Maj. Eaton

Major R.B. Eaton, M.P.P.
50th (Calgary) Battalion


An exploding shell failed to wake me from my stupor but left me unable to sit down in the morning. Be it to the everlasting credit of my Acting O.C., Major R. B. Eaton who, after listening to my story, and knowing my record as a signaler and guide, not only exonerated me of the charge of Disobedience, but sent me back to a rest camp at Bouzincourt for two unforgettable weeks.

(Victor Wheeler, The 50th Battalion in No Man’s Land, 29)

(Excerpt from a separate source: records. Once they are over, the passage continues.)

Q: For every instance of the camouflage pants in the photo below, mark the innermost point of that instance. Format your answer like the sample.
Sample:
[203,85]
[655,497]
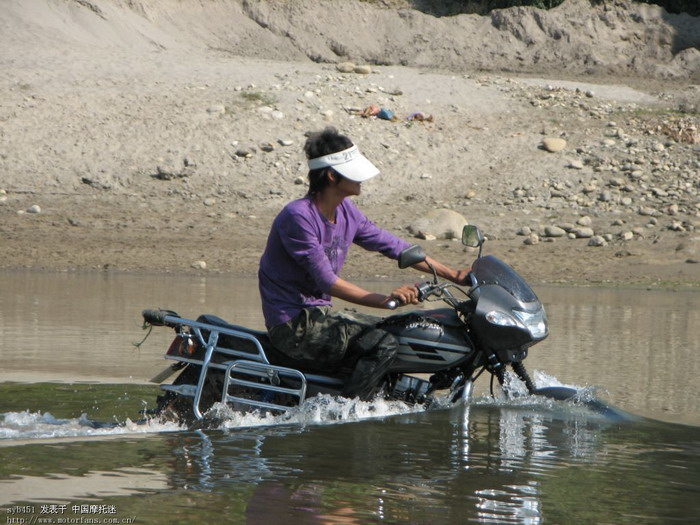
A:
[321,340]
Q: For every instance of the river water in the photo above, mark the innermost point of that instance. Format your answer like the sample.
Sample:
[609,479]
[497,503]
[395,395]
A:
[66,342]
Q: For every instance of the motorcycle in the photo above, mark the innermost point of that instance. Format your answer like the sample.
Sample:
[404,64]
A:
[483,328]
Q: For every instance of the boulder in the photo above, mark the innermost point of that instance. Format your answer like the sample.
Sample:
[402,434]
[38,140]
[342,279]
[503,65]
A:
[441,224]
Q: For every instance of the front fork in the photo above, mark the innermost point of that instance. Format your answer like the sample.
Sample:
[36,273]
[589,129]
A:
[519,368]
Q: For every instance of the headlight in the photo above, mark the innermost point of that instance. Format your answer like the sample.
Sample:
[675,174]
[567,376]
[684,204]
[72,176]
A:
[500,319]
[535,322]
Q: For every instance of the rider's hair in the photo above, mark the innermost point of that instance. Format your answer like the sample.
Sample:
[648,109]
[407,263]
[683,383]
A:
[322,143]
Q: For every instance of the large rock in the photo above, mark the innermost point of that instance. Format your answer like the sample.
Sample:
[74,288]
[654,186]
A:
[440,224]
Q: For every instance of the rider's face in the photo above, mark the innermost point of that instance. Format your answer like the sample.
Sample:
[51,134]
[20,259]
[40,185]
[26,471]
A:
[346,186]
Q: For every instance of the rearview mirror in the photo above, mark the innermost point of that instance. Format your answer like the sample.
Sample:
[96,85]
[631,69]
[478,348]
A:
[412,255]
[472,236]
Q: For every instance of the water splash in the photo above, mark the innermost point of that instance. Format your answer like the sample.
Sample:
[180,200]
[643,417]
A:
[319,410]
[43,425]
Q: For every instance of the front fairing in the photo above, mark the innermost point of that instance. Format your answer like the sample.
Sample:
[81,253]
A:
[508,314]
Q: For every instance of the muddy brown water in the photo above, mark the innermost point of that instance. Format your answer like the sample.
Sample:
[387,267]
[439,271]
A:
[66,347]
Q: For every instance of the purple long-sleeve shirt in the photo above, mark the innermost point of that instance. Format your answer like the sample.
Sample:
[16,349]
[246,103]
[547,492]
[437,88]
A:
[305,253]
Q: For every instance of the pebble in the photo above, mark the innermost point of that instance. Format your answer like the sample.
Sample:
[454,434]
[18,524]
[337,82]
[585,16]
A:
[554,231]
[345,67]
[583,233]
[597,240]
[553,144]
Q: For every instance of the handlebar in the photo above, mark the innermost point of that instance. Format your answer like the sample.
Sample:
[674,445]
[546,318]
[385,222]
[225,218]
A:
[157,317]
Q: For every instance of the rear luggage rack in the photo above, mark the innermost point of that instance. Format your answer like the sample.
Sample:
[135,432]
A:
[264,391]
[241,357]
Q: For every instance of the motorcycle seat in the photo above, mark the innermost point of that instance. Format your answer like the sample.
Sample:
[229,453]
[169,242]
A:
[274,356]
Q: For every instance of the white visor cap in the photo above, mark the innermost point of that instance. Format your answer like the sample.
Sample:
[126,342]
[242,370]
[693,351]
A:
[350,163]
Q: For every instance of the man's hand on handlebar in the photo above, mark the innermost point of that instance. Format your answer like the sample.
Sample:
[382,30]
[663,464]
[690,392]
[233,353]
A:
[406,294]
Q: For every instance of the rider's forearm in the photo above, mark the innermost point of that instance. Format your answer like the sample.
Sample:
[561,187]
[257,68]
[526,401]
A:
[352,293]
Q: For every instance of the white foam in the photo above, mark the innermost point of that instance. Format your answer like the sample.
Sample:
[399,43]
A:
[319,410]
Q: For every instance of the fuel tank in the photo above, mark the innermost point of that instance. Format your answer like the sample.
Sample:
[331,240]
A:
[429,340]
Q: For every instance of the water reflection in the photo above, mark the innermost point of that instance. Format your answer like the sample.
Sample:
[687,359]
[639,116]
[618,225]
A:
[490,462]
[639,346]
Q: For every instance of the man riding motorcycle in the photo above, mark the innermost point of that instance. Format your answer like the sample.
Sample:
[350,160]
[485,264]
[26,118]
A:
[299,271]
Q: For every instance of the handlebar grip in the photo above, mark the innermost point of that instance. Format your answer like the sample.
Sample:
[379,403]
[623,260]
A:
[157,317]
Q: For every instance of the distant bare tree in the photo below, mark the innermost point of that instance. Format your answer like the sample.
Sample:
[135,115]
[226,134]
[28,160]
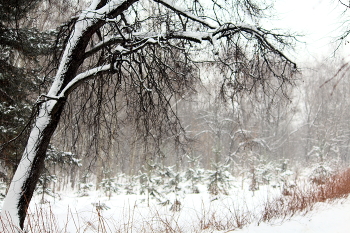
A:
[146,52]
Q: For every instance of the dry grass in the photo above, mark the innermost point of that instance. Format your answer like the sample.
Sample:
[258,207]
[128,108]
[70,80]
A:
[298,200]
[302,198]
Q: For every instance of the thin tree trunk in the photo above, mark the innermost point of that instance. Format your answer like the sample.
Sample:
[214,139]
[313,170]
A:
[29,169]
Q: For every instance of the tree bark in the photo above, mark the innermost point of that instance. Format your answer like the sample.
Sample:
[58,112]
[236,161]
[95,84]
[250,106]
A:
[29,169]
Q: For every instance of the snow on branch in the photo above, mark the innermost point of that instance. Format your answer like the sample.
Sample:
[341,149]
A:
[82,77]
[183,12]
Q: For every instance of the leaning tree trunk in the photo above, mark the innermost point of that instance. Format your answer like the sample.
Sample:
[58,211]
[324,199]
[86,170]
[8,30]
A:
[29,169]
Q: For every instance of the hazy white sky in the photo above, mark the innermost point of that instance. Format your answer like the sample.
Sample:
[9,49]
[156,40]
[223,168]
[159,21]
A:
[319,20]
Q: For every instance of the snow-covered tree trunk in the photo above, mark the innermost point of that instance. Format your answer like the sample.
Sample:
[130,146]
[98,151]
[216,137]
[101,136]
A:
[152,68]
[29,169]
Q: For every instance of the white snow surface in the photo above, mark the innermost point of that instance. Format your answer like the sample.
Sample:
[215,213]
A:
[131,213]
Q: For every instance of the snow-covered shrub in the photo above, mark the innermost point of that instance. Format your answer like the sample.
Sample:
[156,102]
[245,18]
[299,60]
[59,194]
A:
[320,174]
[109,186]
[219,179]
[85,186]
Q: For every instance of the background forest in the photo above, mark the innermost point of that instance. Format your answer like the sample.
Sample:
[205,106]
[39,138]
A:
[262,137]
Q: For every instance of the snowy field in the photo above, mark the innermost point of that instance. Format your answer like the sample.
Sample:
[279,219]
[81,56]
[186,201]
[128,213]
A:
[240,211]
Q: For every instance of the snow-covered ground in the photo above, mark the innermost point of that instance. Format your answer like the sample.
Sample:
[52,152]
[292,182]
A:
[197,213]
[325,218]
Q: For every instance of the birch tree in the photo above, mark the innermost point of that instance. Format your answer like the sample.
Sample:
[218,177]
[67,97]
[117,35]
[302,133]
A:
[150,48]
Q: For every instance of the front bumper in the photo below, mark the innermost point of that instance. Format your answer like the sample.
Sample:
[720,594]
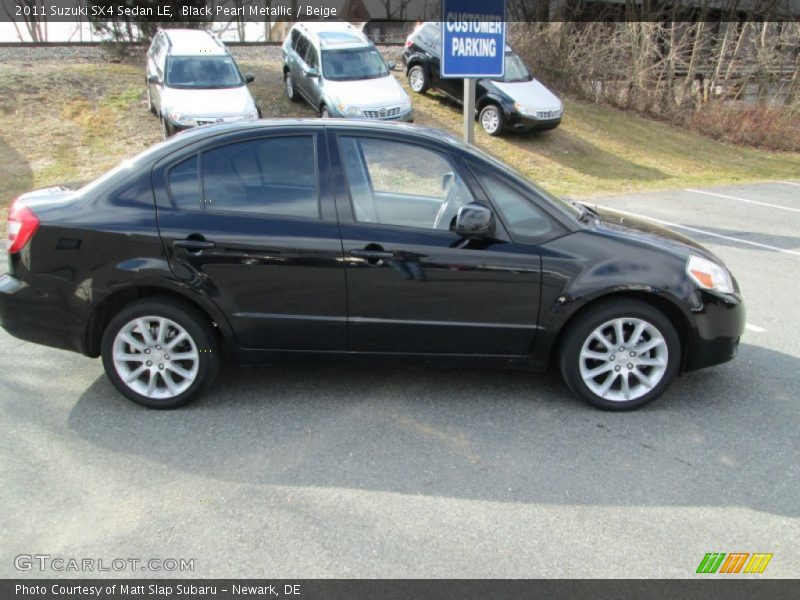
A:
[200,121]
[717,325]
[405,117]
[517,120]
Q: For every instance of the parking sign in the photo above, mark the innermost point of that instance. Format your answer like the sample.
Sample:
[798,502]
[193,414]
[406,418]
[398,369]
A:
[473,38]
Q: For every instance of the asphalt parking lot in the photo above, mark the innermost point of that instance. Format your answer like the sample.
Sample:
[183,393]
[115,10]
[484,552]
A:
[377,471]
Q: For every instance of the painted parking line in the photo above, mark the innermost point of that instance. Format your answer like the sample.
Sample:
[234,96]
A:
[700,231]
[726,196]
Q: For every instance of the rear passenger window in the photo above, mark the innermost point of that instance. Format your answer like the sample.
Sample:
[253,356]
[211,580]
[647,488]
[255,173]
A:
[184,185]
[395,183]
[272,176]
[302,47]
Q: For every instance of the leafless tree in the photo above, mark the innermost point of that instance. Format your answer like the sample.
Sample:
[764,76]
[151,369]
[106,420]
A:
[32,16]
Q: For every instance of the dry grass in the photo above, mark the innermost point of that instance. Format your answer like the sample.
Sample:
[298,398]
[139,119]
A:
[70,122]
[760,126]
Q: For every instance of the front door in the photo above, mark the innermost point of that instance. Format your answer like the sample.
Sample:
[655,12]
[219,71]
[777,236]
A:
[251,224]
[413,284]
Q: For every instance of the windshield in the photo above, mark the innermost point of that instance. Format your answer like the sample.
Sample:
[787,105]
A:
[515,69]
[354,63]
[203,72]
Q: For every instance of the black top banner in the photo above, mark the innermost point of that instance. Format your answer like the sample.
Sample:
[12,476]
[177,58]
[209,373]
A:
[397,589]
[166,11]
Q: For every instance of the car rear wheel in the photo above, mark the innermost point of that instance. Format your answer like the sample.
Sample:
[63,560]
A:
[491,119]
[290,93]
[621,355]
[160,353]
[418,79]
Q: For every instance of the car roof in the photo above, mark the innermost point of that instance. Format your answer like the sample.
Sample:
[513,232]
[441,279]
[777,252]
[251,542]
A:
[197,134]
[334,34]
[194,41]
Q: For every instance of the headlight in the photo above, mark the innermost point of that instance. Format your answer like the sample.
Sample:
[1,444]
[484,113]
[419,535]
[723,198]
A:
[709,275]
[180,119]
[350,111]
[521,108]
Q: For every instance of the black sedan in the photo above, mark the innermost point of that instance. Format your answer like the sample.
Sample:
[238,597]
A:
[244,242]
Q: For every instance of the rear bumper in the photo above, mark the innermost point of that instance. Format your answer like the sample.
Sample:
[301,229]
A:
[717,328]
[35,315]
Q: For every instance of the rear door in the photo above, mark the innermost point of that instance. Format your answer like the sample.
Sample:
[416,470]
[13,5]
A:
[249,222]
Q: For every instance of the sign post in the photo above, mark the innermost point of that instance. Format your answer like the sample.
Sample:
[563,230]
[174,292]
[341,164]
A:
[473,46]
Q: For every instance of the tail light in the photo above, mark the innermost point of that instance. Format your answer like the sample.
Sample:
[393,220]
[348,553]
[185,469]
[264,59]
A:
[22,224]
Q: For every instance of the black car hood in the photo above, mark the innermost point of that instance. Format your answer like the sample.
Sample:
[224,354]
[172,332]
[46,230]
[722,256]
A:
[616,223]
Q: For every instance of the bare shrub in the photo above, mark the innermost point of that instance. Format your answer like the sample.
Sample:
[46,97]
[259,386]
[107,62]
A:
[679,71]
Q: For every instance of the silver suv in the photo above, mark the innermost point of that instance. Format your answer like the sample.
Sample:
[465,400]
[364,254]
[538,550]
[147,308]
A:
[339,72]
[192,80]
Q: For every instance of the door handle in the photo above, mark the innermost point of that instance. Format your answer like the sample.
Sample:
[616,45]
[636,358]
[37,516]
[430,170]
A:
[372,254]
[194,245]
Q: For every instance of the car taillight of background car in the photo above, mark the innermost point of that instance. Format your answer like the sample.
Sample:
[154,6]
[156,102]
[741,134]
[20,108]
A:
[22,224]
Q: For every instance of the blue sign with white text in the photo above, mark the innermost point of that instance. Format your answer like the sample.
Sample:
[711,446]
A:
[473,38]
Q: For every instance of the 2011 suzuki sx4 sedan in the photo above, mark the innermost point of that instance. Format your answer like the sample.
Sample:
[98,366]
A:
[244,241]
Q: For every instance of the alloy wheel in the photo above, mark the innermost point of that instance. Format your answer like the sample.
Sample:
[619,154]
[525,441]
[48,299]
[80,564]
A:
[490,120]
[155,357]
[623,359]
[416,79]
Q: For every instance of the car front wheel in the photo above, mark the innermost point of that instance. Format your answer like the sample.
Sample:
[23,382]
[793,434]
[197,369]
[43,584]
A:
[290,93]
[620,355]
[160,352]
[491,119]
[150,106]
[418,79]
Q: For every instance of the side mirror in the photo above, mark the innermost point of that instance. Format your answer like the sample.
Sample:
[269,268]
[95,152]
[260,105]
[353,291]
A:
[475,221]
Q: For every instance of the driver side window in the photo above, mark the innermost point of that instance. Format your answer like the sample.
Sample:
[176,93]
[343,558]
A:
[401,184]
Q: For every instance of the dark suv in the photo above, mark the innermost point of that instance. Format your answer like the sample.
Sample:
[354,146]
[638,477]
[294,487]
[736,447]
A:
[244,241]
[517,101]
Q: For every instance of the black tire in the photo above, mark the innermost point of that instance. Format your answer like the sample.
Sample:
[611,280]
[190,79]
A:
[193,322]
[291,93]
[419,76]
[579,331]
[492,119]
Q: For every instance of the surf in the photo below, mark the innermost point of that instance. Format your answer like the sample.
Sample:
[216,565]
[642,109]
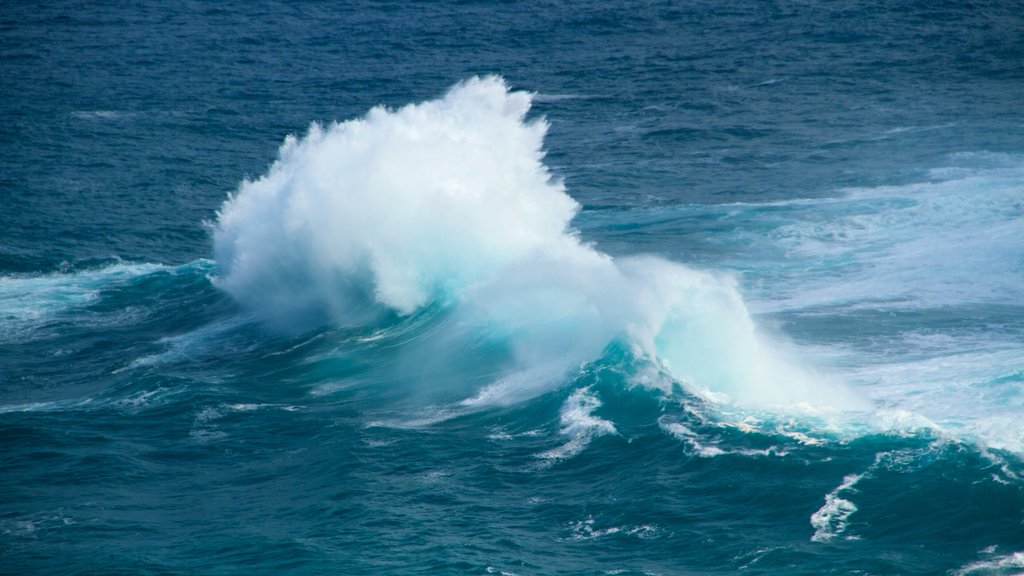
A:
[449,203]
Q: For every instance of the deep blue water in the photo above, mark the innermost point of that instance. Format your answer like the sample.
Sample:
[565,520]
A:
[614,288]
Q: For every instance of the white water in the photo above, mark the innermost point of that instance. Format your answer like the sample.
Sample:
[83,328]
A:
[449,202]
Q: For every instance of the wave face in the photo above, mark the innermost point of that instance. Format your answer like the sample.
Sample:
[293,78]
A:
[449,203]
[649,301]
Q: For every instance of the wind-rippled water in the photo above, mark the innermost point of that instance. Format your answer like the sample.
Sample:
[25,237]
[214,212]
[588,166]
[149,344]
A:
[520,288]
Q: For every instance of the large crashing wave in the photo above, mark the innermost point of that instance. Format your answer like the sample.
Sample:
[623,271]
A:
[449,203]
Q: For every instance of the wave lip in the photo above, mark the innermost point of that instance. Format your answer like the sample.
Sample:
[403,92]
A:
[394,209]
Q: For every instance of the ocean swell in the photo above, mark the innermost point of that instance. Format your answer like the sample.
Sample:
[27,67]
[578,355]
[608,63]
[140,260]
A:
[449,203]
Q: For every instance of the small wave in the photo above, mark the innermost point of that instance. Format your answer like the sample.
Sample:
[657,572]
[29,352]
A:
[830,520]
[1010,565]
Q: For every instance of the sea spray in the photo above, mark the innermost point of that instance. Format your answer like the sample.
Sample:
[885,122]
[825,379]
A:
[448,203]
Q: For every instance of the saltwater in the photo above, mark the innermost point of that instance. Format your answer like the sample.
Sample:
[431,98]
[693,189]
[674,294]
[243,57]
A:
[512,288]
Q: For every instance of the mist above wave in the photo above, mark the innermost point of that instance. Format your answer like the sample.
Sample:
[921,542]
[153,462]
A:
[449,202]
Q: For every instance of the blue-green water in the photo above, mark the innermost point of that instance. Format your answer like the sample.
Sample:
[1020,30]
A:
[598,289]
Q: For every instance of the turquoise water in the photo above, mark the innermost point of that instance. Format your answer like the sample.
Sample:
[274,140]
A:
[529,288]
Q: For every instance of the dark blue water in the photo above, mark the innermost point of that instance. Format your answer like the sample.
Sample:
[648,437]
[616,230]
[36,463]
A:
[615,288]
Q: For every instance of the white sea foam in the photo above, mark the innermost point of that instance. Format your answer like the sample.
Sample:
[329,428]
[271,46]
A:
[830,520]
[449,202]
[580,423]
[28,301]
[1011,565]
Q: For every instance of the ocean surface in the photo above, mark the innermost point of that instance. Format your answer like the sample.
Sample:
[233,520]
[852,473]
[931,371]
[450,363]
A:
[512,288]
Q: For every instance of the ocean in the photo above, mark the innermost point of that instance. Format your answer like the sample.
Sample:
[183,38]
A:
[512,288]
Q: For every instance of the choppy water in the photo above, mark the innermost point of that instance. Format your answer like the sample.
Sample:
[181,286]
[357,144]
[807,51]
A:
[602,289]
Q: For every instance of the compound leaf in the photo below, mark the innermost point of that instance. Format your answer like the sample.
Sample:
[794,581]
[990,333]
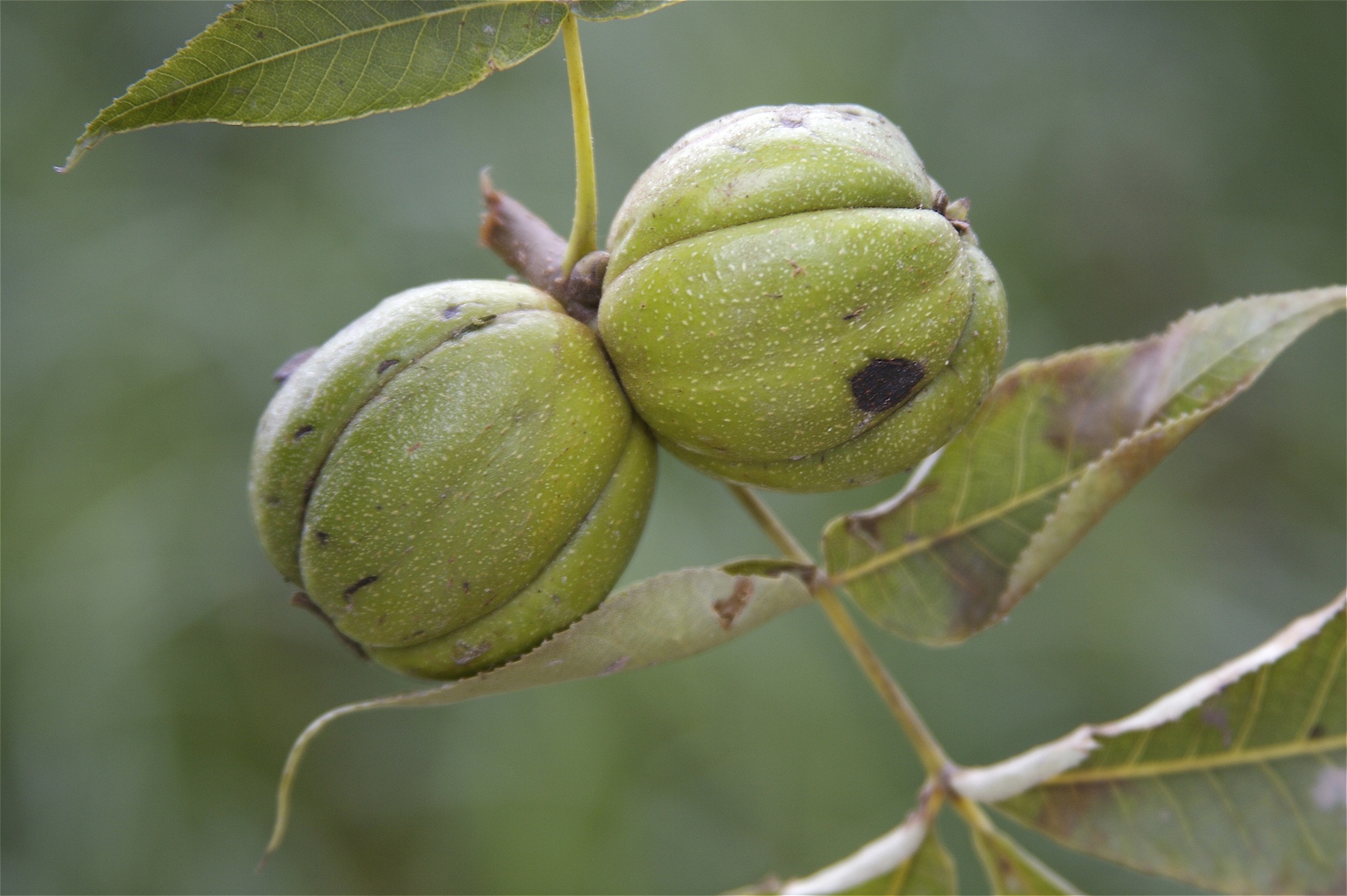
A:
[294,62]
[1234,782]
[1012,871]
[668,617]
[1055,446]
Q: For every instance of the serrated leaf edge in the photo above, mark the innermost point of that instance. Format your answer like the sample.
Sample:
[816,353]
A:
[1042,765]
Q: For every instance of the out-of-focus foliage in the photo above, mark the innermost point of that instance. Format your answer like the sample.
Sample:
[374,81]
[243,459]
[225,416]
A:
[1127,163]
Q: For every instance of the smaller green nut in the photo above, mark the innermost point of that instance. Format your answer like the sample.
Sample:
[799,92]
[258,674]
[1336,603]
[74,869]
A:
[453,478]
[793,303]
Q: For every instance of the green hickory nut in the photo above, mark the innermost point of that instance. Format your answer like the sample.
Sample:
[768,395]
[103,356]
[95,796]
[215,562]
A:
[453,478]
[793,303]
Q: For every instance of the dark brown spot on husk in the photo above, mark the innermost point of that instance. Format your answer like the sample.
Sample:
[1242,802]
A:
[305,601]
[367,580]
[729,609]
[466,653]
[885,383]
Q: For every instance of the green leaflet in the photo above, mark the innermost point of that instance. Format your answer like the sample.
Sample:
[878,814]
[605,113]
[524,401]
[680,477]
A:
[295,62]
[1012,871]
[1234,782]
[668,617]
[1056,444]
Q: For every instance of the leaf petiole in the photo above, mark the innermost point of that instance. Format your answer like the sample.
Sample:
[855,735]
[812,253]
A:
[585,226]
[929,748]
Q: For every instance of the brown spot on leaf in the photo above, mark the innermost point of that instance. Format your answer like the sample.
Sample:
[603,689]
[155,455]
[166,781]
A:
[729,609]
[1218,719]
[885,383]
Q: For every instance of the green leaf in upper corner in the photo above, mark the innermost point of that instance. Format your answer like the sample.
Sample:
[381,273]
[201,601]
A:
[317,61]
[1236,782]
[1055,446]
[606,10]
[929,872]
[1012,871]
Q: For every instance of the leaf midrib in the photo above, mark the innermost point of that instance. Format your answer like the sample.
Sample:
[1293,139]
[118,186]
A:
[897,555]
[301,49]
[1307,747]
[966,525]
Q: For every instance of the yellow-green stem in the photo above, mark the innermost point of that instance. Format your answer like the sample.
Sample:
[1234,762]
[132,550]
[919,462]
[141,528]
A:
[927,747]
[585,227]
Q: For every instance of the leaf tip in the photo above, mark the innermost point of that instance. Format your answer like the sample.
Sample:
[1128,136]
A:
[87,143]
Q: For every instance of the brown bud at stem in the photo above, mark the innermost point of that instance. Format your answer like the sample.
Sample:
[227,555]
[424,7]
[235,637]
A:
[535,250]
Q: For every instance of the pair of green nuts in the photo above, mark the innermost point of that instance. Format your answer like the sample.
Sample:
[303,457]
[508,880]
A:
[790,303]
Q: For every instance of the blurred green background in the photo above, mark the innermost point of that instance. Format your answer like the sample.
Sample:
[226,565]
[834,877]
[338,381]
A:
[1125,163]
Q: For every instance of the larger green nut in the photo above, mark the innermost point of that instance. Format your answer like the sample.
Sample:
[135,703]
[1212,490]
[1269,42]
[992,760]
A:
[791,304]
[453,478]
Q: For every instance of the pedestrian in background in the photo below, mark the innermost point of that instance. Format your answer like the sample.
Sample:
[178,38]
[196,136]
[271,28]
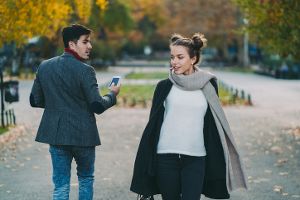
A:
[67,89]
[187,148]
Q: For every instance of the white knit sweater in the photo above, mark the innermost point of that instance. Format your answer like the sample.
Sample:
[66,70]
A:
[182,128]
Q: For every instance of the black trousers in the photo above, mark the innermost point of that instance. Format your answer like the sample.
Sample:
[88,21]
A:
[180,177]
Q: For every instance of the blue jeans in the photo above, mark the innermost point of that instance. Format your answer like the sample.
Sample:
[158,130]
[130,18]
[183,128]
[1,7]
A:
[180,177]
[62,157]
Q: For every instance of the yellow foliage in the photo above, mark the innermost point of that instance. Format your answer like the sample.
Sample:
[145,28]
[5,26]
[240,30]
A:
[102,4]
[83,9]
[23,19]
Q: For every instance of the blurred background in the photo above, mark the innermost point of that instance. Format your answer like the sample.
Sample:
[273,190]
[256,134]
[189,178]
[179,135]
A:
[263,35]
[253,49]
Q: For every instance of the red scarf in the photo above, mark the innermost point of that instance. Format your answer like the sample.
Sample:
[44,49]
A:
[75,54]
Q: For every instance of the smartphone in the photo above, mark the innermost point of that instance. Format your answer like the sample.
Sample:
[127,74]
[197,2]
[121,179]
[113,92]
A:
[115,80]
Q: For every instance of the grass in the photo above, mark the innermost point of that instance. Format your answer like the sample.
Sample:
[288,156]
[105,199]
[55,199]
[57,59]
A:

Robert Berry Eaton was born in Turo, Nova Scotia on 5 August 1871. After serving in the Boer War, he settled in the North West Territories to become a farmer. He was elected to Alberta legislature in 1913 as the Liberal representative for Hand Hills. In January 1915, he enlisted in the 50th Battalion under the command of Lieutenant Colonel E. G. Mason.

Shortly after the 50th deployed to France, Eaton was promoted to major. He succeeded Mason in command at battle of Ancre Heights on 11 November 1916. He remained acting CO until January when he was replaced by Major C. B. Worsnop. Eaton stayed with the 50th until spring 1917 when Lieutenant Colonel L. F. Page assumed command of the 50th.

Eaton was unanimously re-elected to the Alberta legislature in July 1917 under Section 38, which stated that all legislative members serving overseas would be returned by acclamation. In 1921, he became the first commanding officer of the Calgary Regiment.

Defeated for re-election by the United Farmers in 1921, Eaton attempted a comeback in the 1925 but lost to Progressive Robert Gardiner. Eaton relocated to Chiliwack, British Columbia in 1936.

He lost two sons in the Second World War. Flight Sergeant William Bligh Eaton, shot down over Germany on 9 October 1943, and Private Douglas Barry Eaton, killed in action in Italy on 31 August 1944.

Eaton died in Sidney, British Columbia on 13 June 1964.